Se levantaron todos, y Guipria les mostró la mesa puesta en el centro de la estancia, con pequeñas luces de transición.

– Hay una cena variada y ligera -dijo, y en las momentáneas miradas casuales que suceden a la indicación del sitio, Ígur y Sadó se quedaron uno frente a otro el tiempo suficiente para darse cuenta de las corrientes subterráneas y los colores cambiantes de su aparente indiferencia, y demasiado poco para poder recrearse; ella, alta para ser mujer, más bien bajo él para un hombre, mantuvieron los ojos un segundo al mismo nivel, imagen casi inexistente de tan aguda, materia íntegra del futuro recuerdo falseado; después se sentaron Debrel, a su derecha Guipria, a la izquierda Ígur, a su izquierda Sadó, y entre ellos y Guipria, Silamo; a Ígur le pareció una distribución muy peculiar, pero una vez más se abstuvo de hacer comentarios.

Sirvieron vino y pequeñas porciones de los diversos platos.

– Me pregunto -dijo Ígür- si el equilibrio de los Clanes puede ser determinante a la hora de escoger un Epónimo.

– Lo es -rió Silamo- en la medida en que tú puedes escoger al Epónimo.

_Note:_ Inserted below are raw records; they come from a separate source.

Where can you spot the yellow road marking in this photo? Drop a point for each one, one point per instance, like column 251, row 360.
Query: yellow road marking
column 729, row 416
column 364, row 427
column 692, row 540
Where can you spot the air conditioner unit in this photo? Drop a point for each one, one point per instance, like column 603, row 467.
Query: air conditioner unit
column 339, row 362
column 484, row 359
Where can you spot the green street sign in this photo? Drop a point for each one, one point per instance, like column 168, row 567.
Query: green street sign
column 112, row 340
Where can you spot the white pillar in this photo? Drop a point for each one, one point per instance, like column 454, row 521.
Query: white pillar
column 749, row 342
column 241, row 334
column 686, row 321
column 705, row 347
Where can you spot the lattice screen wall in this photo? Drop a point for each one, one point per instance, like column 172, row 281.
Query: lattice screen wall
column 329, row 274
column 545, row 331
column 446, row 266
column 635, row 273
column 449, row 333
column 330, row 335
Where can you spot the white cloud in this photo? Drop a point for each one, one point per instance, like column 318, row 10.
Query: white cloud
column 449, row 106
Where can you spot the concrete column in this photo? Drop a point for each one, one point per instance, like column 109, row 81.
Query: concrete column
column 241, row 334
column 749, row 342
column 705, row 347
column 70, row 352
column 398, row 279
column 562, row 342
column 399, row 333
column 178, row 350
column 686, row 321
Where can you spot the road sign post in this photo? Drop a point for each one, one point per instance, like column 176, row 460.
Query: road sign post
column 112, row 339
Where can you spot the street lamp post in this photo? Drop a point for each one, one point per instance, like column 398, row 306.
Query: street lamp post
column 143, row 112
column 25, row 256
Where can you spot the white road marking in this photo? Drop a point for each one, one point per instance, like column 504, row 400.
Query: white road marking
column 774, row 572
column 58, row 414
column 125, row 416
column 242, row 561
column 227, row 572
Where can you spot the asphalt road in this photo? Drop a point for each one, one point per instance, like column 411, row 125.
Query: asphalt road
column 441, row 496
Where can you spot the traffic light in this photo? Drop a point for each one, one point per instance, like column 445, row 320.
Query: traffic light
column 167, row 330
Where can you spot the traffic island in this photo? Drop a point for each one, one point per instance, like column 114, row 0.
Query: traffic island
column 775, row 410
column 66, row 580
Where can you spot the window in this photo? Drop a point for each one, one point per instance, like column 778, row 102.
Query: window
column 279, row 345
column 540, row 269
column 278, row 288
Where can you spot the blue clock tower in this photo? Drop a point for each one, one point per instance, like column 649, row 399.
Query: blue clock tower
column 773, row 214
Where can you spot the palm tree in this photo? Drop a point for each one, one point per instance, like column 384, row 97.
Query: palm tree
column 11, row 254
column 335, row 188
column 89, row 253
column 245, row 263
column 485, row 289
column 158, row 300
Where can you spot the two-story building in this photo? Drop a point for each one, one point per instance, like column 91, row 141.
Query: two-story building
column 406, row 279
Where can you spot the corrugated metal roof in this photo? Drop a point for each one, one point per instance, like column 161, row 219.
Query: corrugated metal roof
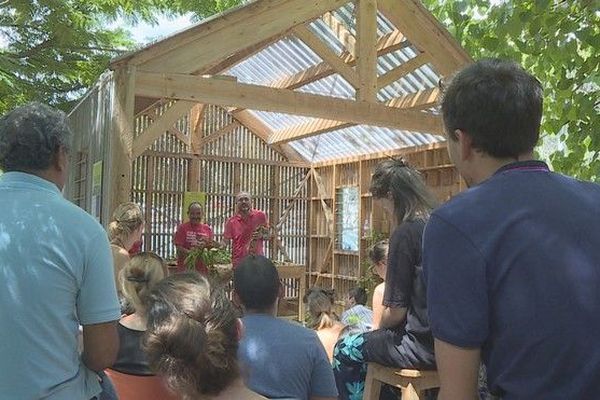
column 290, row 56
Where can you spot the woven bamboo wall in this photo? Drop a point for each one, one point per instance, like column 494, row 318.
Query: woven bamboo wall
column 233, row 162
column 340, row 269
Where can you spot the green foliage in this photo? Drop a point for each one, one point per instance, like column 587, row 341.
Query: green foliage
column 368, row 278
column 57, row 49
column 557, row 41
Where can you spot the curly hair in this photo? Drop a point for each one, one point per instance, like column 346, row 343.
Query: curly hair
column 192, row 336
column 126, row 219
column 139, row 275
column 31, row 136
column 320, row 307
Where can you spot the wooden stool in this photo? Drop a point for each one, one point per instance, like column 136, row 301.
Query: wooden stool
column 412, row 382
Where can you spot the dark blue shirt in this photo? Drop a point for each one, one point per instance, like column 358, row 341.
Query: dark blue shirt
column 512, row 266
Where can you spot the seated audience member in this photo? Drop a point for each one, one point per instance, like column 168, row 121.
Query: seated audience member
column 404, row 339
column 323, row 319
column 192, row 234
column 193, row 337
column 280, row 359
column 512, row 264
column 124, row 230
column 131, row 374
column 358, row 317
column 378, row 256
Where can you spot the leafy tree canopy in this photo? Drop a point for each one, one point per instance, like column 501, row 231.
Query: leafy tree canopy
column 557, row 41
column 58, row 48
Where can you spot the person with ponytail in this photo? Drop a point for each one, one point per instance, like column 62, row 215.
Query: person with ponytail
column 192, row 339
column 322, row 317
column 124, row 230
column 404, row 338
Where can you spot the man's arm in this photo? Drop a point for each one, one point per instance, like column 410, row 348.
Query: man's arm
column 392, row 316
column 458, row 369
column 100, row 345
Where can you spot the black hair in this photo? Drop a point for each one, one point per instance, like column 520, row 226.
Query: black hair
column 498, row 104
column 359, row 295
column 256, row 282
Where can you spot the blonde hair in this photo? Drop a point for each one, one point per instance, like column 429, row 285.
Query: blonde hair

– Silamo -dijo Debrel- se refiere a la conveniencia de que te acostumbres a no referirte a la elección de un Epónimo, porque el Protocolo dicta que el Epónimo, como jefe de la Expedición (aunque no participe físicamente), es quien escoge a los demás, y así te escogerá a ti -rió y le señaló con el dedo-; y cuando tú lo elijas se lo comunicarás agradeciéndole la deferencia de que te hace objeto al haberte escogido.

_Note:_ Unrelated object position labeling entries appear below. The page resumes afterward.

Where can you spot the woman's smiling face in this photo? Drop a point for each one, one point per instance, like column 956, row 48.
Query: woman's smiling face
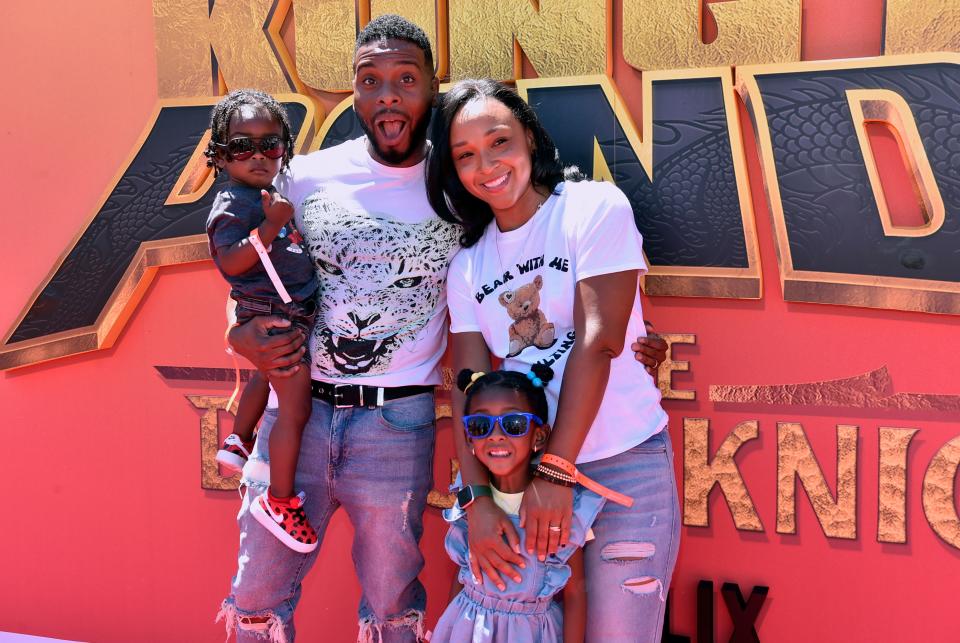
column 491, row 151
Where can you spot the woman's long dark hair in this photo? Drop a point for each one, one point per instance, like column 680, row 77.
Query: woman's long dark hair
column 448, row 197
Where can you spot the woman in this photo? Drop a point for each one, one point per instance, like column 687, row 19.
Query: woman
column 549, row 273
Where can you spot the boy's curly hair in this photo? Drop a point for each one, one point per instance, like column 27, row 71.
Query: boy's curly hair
column 228, row 106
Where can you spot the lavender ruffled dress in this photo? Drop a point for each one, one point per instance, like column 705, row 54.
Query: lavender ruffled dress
column 524, row 612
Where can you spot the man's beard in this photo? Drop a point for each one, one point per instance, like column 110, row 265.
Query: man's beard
column 417, row 138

– Y ahora uno de La Muta -dijo Guipria- te diría que, realmente, será él quien te habrá escogido.

Silamo soltó una carcajada, Ígur se sintió excluido.

– Dejemos los juegos, de momento. Respecto a tu pregunta… -prosiguió Debrel-, veamos, Pluteifors y Togryoldus son Beomios; Simbri es un Jéial, y Bruijma es un Irgúlida, el único Asiático entre los más cualificados. Si consideramos que Nemglour es, a pesar de su parentesco con lo Gúlkuros, un Jéial, parece ser que por afinidad Simbri es el más idóneo; pero eso mismo representa un inconveniente, si consideramos las leyes del péndulo. Además, Simbri ya gestiona una Expedición en este momento. -Ígur pensó que no tenía de qué sorprenderse, porque siempre hay una iniciativa u otra para entrar en el Laberinto-. Creo que deberíamos dirigirnos a Bruijma, es el más conveniente.

Ígur no estaba lo bastante imbuido de la historia Imperial como para sentirse afectado por tener que asumir la idea de un Príncipe Epónimo u otro, y aceptó la posibilidad de Bruijma como habría aceptado la de Simbri, incluso, tomada la primera decisión, se produjo una relajación, que aprovecharon para dispensarse las cortesías propias de la convivencia, las sonrisas y las miradas ligeras. Ígur se dejó llevar por la serena maravilla de Sadó, un poco petulante en ocasiones, quizá abrupta entre fragilidades y susceptible como correspondía a su recién estrenada juventud, los grandes ojos gris-verdosos con reflejos de miel, el pelo castaño con algún que otro dorado entremezclándose, recogido atrás con una imperfección encantadora, la nariz fina, pero de un perfil algo encorvado y de punta redonda, los pómulos poderosos y la boca bien trazada, y aún, deliciosamente, entre el rictus inseguro de la criatura y la retención de la hembra que ya ha sido halagada y se vigila para no mostrar los que ella considera puntos flacos, alejada de los tóxicos biológicos pero, por la intuición del observador, vertiginosamente proclive a los sombreados del espíritu. En conjunto, para la naciente turbación de Ígur, esa cosa única, materia tanto de la ironía como de la pasión, vanidad cuestionada y anticipada añoranza, tan difícil de explicar como fácil de entender.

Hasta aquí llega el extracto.